Die Ermittler gaben sich vor den Journalisten jedoch schmallippig. Grund dafür ist, dass weitere Personen im Visier und vermutlich auch kurz vor einer Festnahme stehen. Die weiteren Untersuchungen sollen mit zu vielen Details nicht gefährdet werden, hieß es aus dem Polizeiapparat.

Schon jetzt wird allerdings deutlich, dass die Anführer des kriminellen Netzwerkes Millionen von thailändischen Baht sowie andere Reichtümer angehäuft haben. So sollen sie Schutzgelder von Glücksspielbetreibern kassierten haben. Im Gegenzug konnten diese ungestört ihre Geschäfte fortführen. Außerdem sollen die Mitglieder des Kartells auf ähnliche Weise auch vom illegalen Ölschmuggel profitiert haben.

Bei den Razzien am Wochenende wurden die Häuser von CIB-Chef Generalleutnant Pongpat Chayapan und seinem Stellvertreter Generalmajor Kowit Wongrungroj von den Ermittlern durchsucht. Sie konnten dabei Bargeld, Antiquitäten, wertvolle Buddhafiguren und manches mehr in Safes und Verstecken sicherstellten. Der Gesamtwert soll sich bis in den Milliardenbereich erstrecken.

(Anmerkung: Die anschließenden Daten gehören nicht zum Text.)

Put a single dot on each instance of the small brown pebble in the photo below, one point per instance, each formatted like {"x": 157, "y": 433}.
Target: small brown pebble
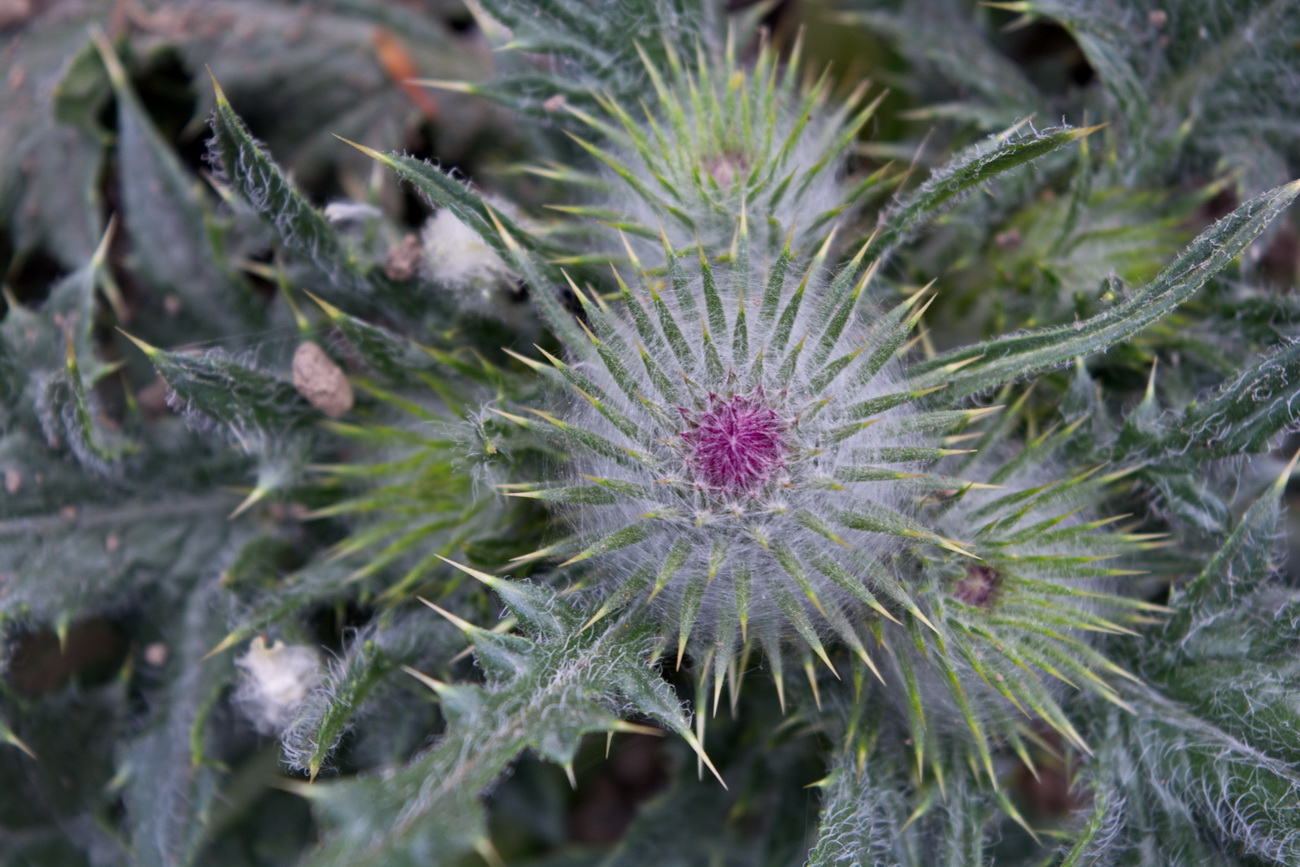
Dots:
{"x": 156, "y": 654}
{"x": 321, "y": 381}
{"x": 979, "y": 586}
{"x": 403, "y": 260}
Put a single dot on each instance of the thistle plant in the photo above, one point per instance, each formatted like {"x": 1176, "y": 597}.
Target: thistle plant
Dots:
{"x": 347, "y": 493}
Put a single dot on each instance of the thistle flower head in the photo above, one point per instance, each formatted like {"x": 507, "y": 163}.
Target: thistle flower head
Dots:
{"x": 715, "y": 139}
{"x": 737, "y": 450}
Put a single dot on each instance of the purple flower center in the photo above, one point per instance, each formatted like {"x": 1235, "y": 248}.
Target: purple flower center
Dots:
{"x": 736, "y": 445}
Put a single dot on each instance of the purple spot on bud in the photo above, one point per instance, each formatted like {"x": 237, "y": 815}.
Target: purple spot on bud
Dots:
{"x": 736, "y": 445}
{"x": 979, "y": 586}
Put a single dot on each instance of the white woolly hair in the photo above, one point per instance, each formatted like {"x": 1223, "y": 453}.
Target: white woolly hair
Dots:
{"x": 991, "y": 707}
{"x": 458, "y": 258}
{"x": 277, "y": 679}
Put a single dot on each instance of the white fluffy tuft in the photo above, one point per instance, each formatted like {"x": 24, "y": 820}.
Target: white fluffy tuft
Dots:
{"x": 277, "y": 680}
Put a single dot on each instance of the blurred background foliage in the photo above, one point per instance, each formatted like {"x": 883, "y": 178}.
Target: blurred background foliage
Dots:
{"x": 141, "y": 530}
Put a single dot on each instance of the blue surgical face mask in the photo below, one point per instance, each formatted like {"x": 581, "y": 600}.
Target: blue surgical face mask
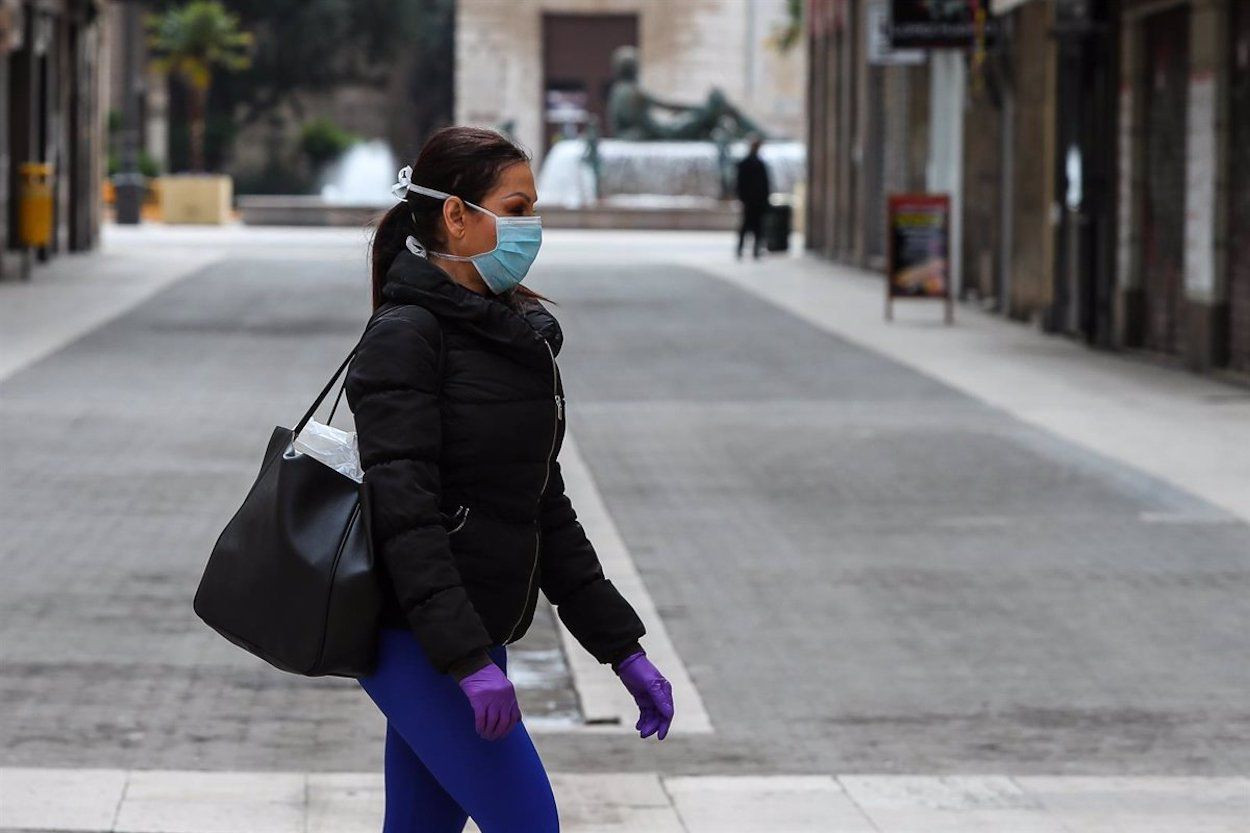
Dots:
{"x": 516, "y": 243}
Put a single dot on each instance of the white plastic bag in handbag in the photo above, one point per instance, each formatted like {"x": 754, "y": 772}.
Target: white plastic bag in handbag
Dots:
{"x": 333, "y": 447}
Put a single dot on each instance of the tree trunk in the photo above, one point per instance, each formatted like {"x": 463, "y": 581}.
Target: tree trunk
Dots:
{"x": 198, "y": 105}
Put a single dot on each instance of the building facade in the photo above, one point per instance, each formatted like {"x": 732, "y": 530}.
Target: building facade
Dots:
{"x": 50, "y": 94}
{"x": 518, "y": 63}
{"x": 1094, "y": 151}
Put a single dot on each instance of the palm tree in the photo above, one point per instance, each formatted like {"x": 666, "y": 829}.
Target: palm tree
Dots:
{"x": 191, "y": 41}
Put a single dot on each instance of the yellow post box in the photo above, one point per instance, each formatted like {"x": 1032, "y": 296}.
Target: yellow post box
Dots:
{"x": 35, "y": 205}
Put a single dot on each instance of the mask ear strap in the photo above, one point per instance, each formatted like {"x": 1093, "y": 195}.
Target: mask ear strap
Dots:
{"x": 430, "y": 191}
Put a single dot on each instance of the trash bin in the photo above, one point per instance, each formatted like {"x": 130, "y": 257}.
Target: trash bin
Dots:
{"x": 35, "y": 205}
{"x": 776, "y": 223}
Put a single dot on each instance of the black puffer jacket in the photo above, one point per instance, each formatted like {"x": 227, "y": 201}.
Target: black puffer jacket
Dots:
{"x": 459, "y": 414}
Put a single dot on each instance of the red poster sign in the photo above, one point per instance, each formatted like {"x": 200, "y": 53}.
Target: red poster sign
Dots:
{"x": 918, "y": 248}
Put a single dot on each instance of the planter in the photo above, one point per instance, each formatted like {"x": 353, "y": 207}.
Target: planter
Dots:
{"x": 200, "y": 199}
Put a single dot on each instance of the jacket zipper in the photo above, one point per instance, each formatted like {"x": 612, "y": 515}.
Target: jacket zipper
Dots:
{"x": 546, "y": 477}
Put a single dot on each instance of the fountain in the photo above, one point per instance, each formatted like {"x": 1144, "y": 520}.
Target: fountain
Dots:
{"x": 354, "y": 190}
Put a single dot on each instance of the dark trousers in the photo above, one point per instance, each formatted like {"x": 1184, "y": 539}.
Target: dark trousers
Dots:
{"x": 753, "y": 222}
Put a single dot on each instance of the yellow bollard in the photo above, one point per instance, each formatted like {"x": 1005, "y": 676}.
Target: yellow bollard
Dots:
{"x": 35, "y": 205}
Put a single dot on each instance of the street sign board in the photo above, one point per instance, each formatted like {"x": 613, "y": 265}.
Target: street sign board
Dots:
{"x": 940, "y": 24}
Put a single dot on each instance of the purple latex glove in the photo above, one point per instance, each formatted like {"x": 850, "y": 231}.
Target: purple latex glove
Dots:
{"x": 494, "y": 702}
{"x": 650, "y": 691}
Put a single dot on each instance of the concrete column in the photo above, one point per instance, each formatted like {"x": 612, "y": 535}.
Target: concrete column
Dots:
{"x": 945, "y": 168}
{"x": 1205, "y": 278}
{"x": 1128, "y": 317}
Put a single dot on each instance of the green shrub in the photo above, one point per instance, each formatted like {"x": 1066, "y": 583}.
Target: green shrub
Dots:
{"x": 323, "y": 141}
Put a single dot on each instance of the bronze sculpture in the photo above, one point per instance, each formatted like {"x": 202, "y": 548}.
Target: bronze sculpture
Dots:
{"x": 631, "y": 110}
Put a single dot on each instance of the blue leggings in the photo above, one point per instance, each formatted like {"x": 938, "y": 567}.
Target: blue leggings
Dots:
{"x": 438, "y": 771}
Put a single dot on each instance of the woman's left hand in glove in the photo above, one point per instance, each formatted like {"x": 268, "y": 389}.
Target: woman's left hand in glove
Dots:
{"x": 650, "y": 691}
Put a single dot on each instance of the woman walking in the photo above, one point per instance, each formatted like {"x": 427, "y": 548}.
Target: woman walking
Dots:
{"x": 459, "y": 412}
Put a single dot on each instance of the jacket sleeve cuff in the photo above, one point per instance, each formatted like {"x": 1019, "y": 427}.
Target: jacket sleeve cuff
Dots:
{"x": 623, "y": 654}
{"x": 470, "y": 664}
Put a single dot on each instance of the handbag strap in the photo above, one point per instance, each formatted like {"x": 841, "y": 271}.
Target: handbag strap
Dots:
{"x": 308, "y": 414}
{"x": 343, "y": 367}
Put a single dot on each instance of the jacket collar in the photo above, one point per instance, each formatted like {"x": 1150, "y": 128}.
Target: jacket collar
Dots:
{"x": 523, "y": 325}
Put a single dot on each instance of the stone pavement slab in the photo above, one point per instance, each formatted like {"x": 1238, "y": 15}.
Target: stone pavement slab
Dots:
{"x": 293, "y": 802}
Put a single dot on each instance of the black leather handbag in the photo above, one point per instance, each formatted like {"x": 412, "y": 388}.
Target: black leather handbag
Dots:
{"x": 291, "y": 577}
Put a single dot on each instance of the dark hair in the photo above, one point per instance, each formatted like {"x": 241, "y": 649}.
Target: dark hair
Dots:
{"x": 465, "y": 161}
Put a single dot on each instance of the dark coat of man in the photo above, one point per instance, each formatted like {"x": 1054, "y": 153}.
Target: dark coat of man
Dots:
{"x": 753, "y": 190}
{"x": 753, "y": 183}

Die Polizeikommandeure sollen von 2010 bis in dieses Jahr hinein unter anderem auch jeweils drei bis fünf Millionen Baht von ihnen unterstellten Offizieren kassiert haben, wenn es um die jährlichen Beförderung ging. Allein 50 Millionen Baht sollen sie aus dieser Einnahmequelle bezogen haben, hieß es am Dienstag. Ein Oberst, der offenbar beim Einsammeln dieser Form des Handgeldes federführend war, hatte sich erst am 20. November unter mysteriösen Umständen zu Tode gestürzt und war umgehend eingeäschert worden. Bereits damals waren die Verdächtigen von ihren Ämtern enthoben und auf inaktive Posten versetzt worden. Nun soll auch der Fall wieder aufgerollt und tiefgehender untersucht werden.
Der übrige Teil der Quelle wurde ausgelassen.